Knapp's memoir, Facing the Music: My Story, was published by Howard Books / Simon & Schuster on October 7, 2014. The book discusses her career and her experiences as a Christian and a lesbian. Howard Books, an evangelical publisher, released it during a time of increased discussions around LGBTQ people within evangelical Christianity. Howard's VP and Publisher, Jonathan Merkh, stated that he hoped the book would help readers "understand where someone may be coming from as they open up about their sexuality and their faith."

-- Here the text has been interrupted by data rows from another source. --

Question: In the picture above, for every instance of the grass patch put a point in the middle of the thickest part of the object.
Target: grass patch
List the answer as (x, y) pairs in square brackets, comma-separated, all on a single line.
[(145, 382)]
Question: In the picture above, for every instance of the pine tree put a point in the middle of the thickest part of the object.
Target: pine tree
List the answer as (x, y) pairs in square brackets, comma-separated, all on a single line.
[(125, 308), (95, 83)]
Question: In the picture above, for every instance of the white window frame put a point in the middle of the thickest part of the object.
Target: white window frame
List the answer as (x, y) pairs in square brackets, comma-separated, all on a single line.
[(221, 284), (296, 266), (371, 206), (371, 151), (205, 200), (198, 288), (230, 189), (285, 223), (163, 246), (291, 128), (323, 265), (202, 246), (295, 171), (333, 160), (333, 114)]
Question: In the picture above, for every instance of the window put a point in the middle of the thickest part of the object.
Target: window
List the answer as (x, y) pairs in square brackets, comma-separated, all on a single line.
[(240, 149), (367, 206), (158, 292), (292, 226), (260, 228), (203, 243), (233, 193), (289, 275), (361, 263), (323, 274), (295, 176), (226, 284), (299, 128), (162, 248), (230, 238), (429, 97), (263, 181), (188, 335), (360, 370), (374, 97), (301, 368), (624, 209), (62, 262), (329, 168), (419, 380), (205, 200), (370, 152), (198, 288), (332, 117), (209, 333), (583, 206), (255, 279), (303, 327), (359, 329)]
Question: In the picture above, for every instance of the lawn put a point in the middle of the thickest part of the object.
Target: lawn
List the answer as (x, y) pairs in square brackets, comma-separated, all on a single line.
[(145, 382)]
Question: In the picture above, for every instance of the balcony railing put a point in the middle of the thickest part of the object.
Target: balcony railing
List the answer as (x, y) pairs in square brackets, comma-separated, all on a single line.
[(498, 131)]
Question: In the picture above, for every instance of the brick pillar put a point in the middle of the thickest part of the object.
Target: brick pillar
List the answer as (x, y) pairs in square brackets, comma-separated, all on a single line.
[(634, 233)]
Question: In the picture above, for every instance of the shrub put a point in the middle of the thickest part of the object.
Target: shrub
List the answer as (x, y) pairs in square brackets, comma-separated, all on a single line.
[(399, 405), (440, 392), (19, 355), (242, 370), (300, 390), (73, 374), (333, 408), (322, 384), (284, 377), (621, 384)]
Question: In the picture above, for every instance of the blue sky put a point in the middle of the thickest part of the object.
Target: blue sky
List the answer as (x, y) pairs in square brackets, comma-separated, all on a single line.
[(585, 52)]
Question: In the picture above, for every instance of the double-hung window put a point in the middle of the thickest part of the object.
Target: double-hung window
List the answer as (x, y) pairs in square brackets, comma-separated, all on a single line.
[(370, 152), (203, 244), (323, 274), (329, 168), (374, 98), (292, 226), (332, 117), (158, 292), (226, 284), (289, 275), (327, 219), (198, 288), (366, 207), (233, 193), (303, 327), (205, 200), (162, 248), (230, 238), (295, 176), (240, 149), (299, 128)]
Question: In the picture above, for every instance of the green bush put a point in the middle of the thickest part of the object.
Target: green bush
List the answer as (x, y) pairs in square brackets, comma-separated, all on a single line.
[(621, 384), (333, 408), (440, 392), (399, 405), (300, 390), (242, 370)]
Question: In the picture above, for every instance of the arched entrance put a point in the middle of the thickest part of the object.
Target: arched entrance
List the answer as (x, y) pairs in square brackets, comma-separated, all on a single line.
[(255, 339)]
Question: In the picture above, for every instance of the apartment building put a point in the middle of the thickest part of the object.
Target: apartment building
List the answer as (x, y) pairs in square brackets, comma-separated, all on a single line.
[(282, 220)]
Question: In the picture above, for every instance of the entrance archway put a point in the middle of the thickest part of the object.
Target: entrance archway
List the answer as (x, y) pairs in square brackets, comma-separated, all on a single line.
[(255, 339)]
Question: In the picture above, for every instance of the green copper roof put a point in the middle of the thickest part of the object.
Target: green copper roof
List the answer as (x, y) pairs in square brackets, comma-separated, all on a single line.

In 2015, Knapp gave a University of Nevada TEDx Talk about being a Christian lesbian. In 2019, The Tennessean published an opinion column by Knapp and Inside Out Faith co-chair Nancy VanReece critiquing the Contemporary Christian Music industry for excluding "faith rebels" who "are queer, cuss, drink and have sex". She has also contributed articles on LGBTQ topics to HuffPost.

==Discography==

===Albums===
- 1994: Circle Back
- 1996: Wishing Well
- 1998: Kansas
- 2000: Lay It Down
- 2001: The Way I Am
- 2006: Jennifer Knapp Live
- 2010: Evolving EP - Six tracks, five of which were later released on Letting Go
- 2010: Letting Go
- 2012: The Hymns of Christmas (with Margaret Becker)
- 2014: Set Me Free
- 2017: Love Comes Back Around
- 2024: Kansas 25
- 2026: Supplicant

===Compilations===
- 1999: Heaven & Earth: A Tapestry of Worship
- 2002: City on a Hill: Sing Alleluia
- 2003: The Collection
- 2004: 8 Great Hits

===Singles===
- 1997: "Undo Me" – No. 1 CHR, No. 4 Rock
- 1998: "Romans" – No. 1 CHR
- 1999: "A Little More"
- 2001: "Breathe on Me"

==Charts==

| Album | Year | Chart | Peak position |
| Kansas | 1998 | US Top Christian Albums (Billboard) | 11 |
| US Heatseekers Albums (Billboard) | 21 |
| Lay It Down | 2000 | US Top Christian Albums (Billboard) | 1 |
| US Billboard 200 | 77 |
| The Way I Am | 2001 | US Top Christian Albums (Billboard) | 10 |
| US Billboard 200 | 130 |
| The Collection | 2004 | US Top Christian Albums (Billboard) | 33 |
| Letting Go | 2010 | US Americana/Folk Albums (Billboard) | 3 |
| US Independent Albums (Billboard) | 15 |
| US Digital Albums (Billboard) | 19 |
| US Top Rock Albums (Billboard) | 25 |
| US Billboard 200 | 73 |
| Love Comes Back Around | 2017 | US Independent Albums (Billboard) | 50 |

== Awards and nominations ==

| Award | Year | Work | Category | Result | Ref |
| Dove Awards | 1999 | Herself | New Artist of the Year | Won |  |
| 1999 | "Undo Me" from Kansas | Rock Recorded Song of the Year | Won |  |
| 2003 | City on a Hill: Sing Alleluia | Special Event Album of the Year | Won |  |
| 2004 | "Believe" from The Art of Translation by GRITS | Rap/Hip Hop Recorded Song | Won |  |
| Grammy Awards | 2000 | Lay It Down | Best Rock Gospel Album | Nominated |  |
| 2002 | The Way I Am | Best Rock Gospel Album | Nominated |  |

==Certification for Kansas==

| Region | Certification | Certified units/sales |
| United States (RIAA) | Gold | 500,000^{^} |
^{^} Shipments figures based on certification alone.